クールジャパン大阪パークのプレ公演で考え込んでしまいました。クールジャパンって何だろう?

このプレ公演は、KERENとのタイトルで歌舞伎などの「けれん」に由来しているそうです。要は、普通ではなくカブいている、常識人によってはちょっと眉をひそめる人もありうるが、エッジが効いて滅茶苦茶面白い、という感性が語源のようです。

KERENは70分ほどのライブでしたが、とにかくテンポと変化が速く、かつコンテンツがてんこ盛り、あっという間に終わってしまいました。剣劇とタップダンス、津軽三味線と現代音楽、日舞とブロードウェイのダンス、妖怪、満員電車の通勤地獄、芸伎さんの水芸、阪神タイガース、神社仏閣、たこ焼き屋、江戸時代と現在の大阪が交錯して、歌と踊り、アクロバチックな運動が融合しています。さりとて、大河ドラマのイ〇テンよりずっと分かり易く、自然にノッテいけました。一つには、ライブの臨場感とテレビ桟敷との違いがあるのでしょう。

それにしても。KERENは私にとっては一種のデジャヴューでした。まるで昭和時代の西部劇に登場する日本みたいなイメージなのです。純粋に日本人が体感している日常や歴史をはかなり違う。そもそも江戸時代にタップダンスはなかったでしょうし、歌舞伎の隈取りで殺陣の立ち回りを演じたり、映画フラッシュダンスの練習風景みたいな場面設定も、純日本とはかけ離れています。でも端的に楽しめる。面白い。

そうなんです。外国人目線のいかにも「クール」な日本のイメージなんです。ディテールに拘った時代考証や文化史的な視点から見ると、ある意味ハチャメチャなんでしょうが、これをショーとして見れば、日本人の私も引き込まれる。That's entertainment!と言えるのです。

この前日、やはり非常に面白い出し物を鑑賞する機会がありました。サンマさん主演で吉本新喜劇仕立ての『花の駐在さん』です。これはもう純粋に日本。いや、大阪でした(部分的に関東人の私にはわからないギャグもありました)観客が総員で笑いこけていましたが、これは外国人には無理だったでしょう。
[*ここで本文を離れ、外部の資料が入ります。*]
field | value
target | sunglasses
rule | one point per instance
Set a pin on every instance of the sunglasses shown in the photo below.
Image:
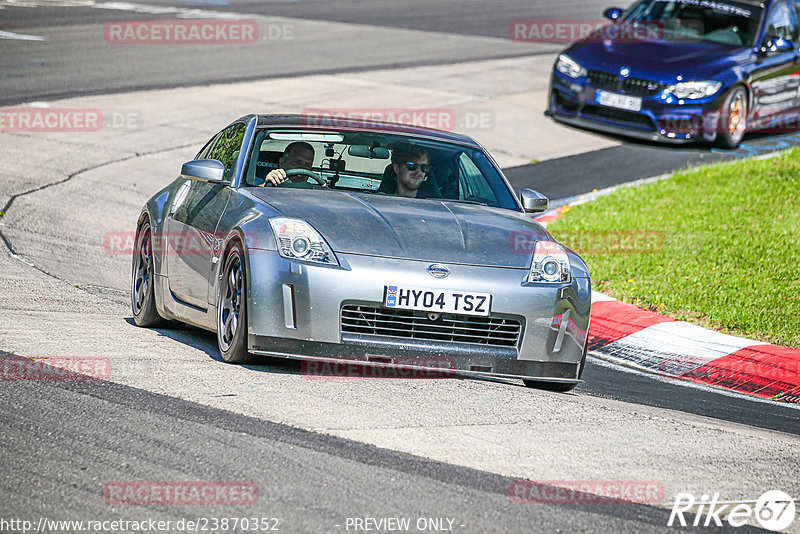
(413, 166)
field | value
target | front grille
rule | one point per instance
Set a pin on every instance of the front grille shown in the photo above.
(603, 80)
(630, 118)
(563, 103)
(375, 321)
(629, 86)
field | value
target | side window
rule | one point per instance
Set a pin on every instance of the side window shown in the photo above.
(472, 184)
(204, 151)
(782, 23)
(227, 146)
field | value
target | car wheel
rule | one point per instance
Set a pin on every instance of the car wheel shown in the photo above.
(559, 386)
(733, 119)
(143, 301)
(232, 309)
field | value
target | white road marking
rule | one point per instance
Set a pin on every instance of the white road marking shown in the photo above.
(179, 12)
(48, 3)
(20, 36)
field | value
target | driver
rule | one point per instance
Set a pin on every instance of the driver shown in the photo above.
(297, 155)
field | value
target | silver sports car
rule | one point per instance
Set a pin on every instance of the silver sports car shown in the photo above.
(371, 243)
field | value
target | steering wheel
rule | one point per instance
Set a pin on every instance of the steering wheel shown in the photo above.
(311, 174)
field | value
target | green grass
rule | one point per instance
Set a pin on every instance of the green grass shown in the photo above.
(718, 246)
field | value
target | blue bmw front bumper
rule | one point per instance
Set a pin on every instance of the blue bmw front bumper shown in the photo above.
(661, 117)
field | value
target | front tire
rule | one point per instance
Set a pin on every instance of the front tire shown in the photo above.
(232, 309)
(143, 300)
(733, 119)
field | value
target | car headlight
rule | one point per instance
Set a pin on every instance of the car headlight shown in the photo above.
(297, 240)
(694, 90)
(550, 263)
(568, 66)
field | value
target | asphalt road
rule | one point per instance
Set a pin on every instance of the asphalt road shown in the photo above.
(174, 412)
(309, 482)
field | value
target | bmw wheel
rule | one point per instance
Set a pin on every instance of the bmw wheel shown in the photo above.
(733, 119)
(232, 309)
(143, 302)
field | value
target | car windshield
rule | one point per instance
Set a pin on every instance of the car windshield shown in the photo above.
(733, 23)
(365, 162)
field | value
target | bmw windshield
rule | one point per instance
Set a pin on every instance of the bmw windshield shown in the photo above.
(731, 23)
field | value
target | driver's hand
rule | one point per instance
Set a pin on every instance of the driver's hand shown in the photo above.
(275, 177)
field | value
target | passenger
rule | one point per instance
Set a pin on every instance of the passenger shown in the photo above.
(297, 155)
(411, 169)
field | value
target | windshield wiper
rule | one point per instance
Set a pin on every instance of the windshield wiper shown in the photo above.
(462, 201)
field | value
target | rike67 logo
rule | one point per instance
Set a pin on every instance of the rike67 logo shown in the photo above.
(774, 510)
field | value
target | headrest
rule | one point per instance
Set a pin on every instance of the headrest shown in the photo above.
(267, 161)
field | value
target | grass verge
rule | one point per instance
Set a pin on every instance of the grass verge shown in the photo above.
(718, 246)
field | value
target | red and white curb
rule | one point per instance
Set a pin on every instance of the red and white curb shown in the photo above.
(627, 335)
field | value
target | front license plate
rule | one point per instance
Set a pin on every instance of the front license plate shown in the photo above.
(437, 300)
(614, 100)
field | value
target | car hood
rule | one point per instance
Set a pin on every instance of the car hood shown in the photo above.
(658, 60)
(427, 230)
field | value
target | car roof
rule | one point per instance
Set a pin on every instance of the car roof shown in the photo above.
(328, 123)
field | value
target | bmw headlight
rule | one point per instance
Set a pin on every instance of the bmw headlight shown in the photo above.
(694, 90)
(297, 240)
(550, 263)
(569, 67)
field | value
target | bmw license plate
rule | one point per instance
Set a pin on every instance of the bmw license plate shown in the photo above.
(437, 300)
(614, 100)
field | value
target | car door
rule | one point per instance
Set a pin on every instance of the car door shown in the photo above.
(776, 79)
(192, 222)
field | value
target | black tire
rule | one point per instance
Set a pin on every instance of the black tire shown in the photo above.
(561, 387)
(232, 308)
(732, 119)
(143, 299)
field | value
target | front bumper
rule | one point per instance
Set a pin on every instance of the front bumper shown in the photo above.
(661, 118)
(295, 310)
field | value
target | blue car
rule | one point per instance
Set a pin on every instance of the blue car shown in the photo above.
(684, 70)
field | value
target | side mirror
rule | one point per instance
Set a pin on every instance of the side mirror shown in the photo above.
(613, 13)
(533, 201)
(206, 170)
(774, 46)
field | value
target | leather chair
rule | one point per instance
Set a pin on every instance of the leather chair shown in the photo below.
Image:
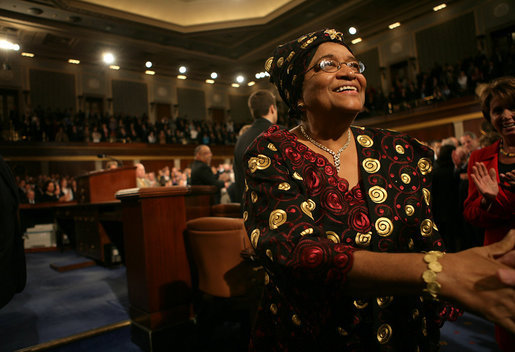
(228, 287)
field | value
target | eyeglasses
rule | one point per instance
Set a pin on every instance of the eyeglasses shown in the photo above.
(331, 66)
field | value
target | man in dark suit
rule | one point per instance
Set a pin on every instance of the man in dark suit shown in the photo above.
(12, 256)
(201, 173)
(263, 109)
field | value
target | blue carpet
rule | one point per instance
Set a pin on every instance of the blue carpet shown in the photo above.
(56, 305)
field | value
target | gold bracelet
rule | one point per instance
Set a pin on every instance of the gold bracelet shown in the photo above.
(429, 276)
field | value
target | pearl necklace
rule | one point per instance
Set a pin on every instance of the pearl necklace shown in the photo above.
(336, 155)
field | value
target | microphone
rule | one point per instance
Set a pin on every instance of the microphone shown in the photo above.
(105, 156)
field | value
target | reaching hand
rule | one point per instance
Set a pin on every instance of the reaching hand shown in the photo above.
(485, 181)
(482, 279)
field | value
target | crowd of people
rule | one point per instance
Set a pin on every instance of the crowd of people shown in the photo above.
(46, 125)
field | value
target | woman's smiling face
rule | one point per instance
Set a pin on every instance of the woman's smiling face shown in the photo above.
(340, 91)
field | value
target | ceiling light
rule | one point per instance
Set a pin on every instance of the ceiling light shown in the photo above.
(5, 44)
(439, 7)
(108, 58)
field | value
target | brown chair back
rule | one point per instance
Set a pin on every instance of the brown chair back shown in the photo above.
(216, 244)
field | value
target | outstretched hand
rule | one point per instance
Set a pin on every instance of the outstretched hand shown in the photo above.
(485, 181)
(482, 279)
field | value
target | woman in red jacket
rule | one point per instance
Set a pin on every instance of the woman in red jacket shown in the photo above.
(491, 195)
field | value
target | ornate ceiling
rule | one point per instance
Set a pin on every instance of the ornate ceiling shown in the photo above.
(226, 36)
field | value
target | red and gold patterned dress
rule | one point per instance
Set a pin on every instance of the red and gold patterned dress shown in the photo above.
(305, 223)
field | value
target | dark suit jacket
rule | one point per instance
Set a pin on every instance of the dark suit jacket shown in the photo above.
(261, 124)
(12, 256)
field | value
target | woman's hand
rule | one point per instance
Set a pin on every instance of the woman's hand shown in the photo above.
(482, 279)
(485, 181)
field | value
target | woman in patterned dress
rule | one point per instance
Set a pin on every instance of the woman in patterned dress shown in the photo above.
(339, 217)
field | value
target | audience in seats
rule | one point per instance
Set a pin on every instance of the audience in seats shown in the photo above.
(491, 193)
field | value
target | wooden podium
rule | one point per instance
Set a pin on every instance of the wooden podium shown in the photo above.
(101, 186)
(158, 272)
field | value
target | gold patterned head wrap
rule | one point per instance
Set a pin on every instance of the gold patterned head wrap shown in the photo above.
(289, 62)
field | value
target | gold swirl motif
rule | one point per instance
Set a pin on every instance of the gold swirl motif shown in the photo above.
(253, 197)
(384, 301)
(377, 194)
(342, 331)
(254, 237)
(360, 303)
(277, 218)
(307, 232)
(409, 209)
(371, 165)
(363, 239)
(384, 227)
(384, 333)
(260, 162)
(307, 207)
(365, 141)
(284, 186)
(405, 178)
(268, 64)
(333, 236)
(426, 228)
(425, 166)
(427, 195)
(295, 319)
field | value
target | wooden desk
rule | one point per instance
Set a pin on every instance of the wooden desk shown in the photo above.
(158, 273)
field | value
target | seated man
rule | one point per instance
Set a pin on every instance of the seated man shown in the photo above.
(201, 173)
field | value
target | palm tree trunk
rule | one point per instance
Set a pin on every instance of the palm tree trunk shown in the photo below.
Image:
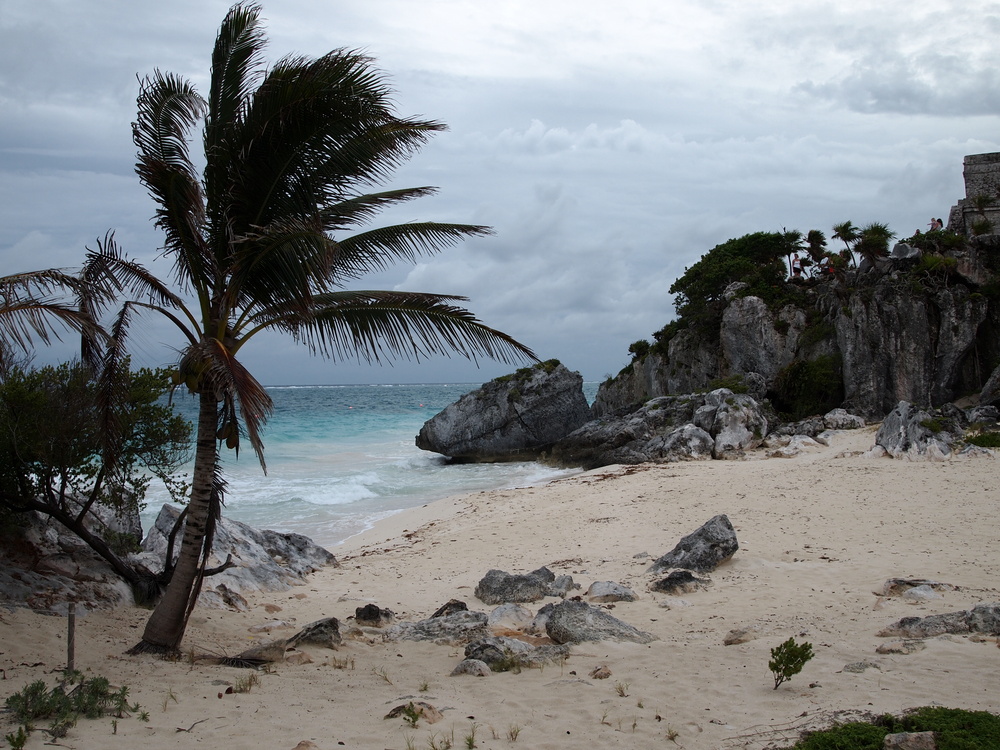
(165, 628)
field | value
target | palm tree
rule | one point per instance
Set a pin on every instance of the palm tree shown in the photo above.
(873, 241)
(848, 233)
(257, 243)
(791, 242)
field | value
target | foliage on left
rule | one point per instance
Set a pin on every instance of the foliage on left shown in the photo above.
(62, 707)
(53, 456)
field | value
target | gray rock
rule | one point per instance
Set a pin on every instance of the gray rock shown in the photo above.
(503, 654)
(325, 632)
(264, 560)
(472, 667)
(450, 607)
(500, 587)
(990, 395)
(904, 434)
(983, 414)
(680, 582)
(373, 616)
(703, 550)
(738, 425)
(910, 741)
(576, 622)
(510, 616)
(840, 419)
(899, 586)
(454, 629)
(46, 568)
(983, 618)
(609, 591)
(514, 418)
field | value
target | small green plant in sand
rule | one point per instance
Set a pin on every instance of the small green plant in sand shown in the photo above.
(953, 728)
(788, 659)
(470, 738)
(90, 699)
(411, 715)
(247, 683)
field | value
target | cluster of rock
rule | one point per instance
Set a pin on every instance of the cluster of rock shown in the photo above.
(914, 433)
(512, 637)
(46, 567)
(892, 339)
(719, 424)
(513, 418)
(263, 560)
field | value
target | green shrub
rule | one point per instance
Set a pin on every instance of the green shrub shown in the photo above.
(90, 699)
(639, 349)
(955, 728)
(807, 387)
(788, 659)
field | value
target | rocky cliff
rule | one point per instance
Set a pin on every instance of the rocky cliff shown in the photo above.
(918, 326)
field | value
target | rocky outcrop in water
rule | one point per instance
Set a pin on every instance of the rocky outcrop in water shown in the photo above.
(513, 418)
(720, 424)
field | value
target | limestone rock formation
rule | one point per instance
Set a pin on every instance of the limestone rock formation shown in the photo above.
(264, 560)
(719, 424)
(513, 418)
(576, 622)
(702, 550)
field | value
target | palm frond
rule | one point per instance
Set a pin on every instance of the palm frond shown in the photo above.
(353, 212)
(314, 130)
(168, 107)
(372, 325)
(377, 249)
(30, 309)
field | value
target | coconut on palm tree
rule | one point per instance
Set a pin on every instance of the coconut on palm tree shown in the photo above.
(260, 242)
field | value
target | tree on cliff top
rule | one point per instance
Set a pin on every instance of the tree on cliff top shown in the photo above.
(756, 259)
(257, 240)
翻訳、吹き替えはほとんど不可能だし、そもそも笑いのツボが、日本(特に関西地方)に生まれ育たなければ理解不能。本来的なクールジャパンはこちらなのです。

でも、クールジャパンに不可欠なのが外国人の視点、感性、切り口です。いくら「これこそがクールな日本だ。あれは偽物、それはまがい物」みたいに言っても、海外に通用しなければあまり意味はない。

もちろん、本来的なクールジャパンを粘り強く広げていく努力は大切です。しかし、これをビジネス、それも外国人にターゲットを定めたビジネス、と考えると、KERENがその有力な答えを示してくれているなあ、と強く感じています。

クールジャパン戦略が新しいステージに入ってきたような印象を持ちました。